A common unexamined assumption about the evolution of AGI, that is self-aware sentient automation, will follow the path of ever more intelligent machines and thus accelerate towards a super intelligence once human level sentient automation is created. I argue that this likely will not be the case and that there will be a initial divergence in research on three kinds of artificial general intelligences.
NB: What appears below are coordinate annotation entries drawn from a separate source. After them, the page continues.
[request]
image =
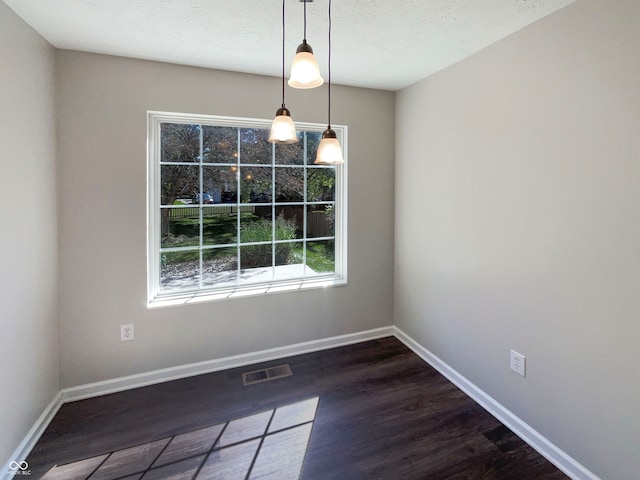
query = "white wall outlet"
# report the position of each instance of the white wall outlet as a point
(126, 332)
(517, 362)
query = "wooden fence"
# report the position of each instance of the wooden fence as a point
(207, 210)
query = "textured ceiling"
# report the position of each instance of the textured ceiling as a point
(384, 44)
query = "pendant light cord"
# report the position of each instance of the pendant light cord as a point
(283, 53)
(304, 35)
(329, 85)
A recent research paper titled “Morphospace of Consciousness” by Ariswalla et al. present 3 distinct dimensions to explore consciousness. These are: autonomous, computational and social. The autonomous dimension reflects the adaptive intelligence found in biological organisms. The computation dimension involves the recognition, planning and decision making capabilities that we find in computers as well as in humans. More specifically, intelligence related to performing deductive inference. The third class is the social dimension, which involves the tools required for interacting with other agents. This includes language, conventions and culture.

The authors examine various technologies and show how they can be presented in a 3 dimensional space:

Source: https://arxiv.org/abs/1705.11190

One can’t fail to notice the alignment here with Howard’s multiple intelligences. The kinesthetic, rhythmic, naturalistic and interpersonal intelligences align with the autonomous dimension. The visual spatial and logical intelligences align with the computation dimension. Finally, the verbal and intrapersonal align with the social dimension. Nevertheless, it is an excellent foundation to examine the development of Deep Learning research. One thing that is apparent from many of the example research presented in this book is that the Deep Learning approach appears to be applicable in all three of the dimensions.

From the perspective of technological progress, we can therefore project three themes for future development and progres. One theme will be one that builds super-human narrow intelligence. This is the computational dimension. The second theme will focus more on more adaptable and biologically inspired automation. This is the autonomous dimension. The third theme revolves intelligence that is used to effectively navigate social interactions. This is in the social dimension.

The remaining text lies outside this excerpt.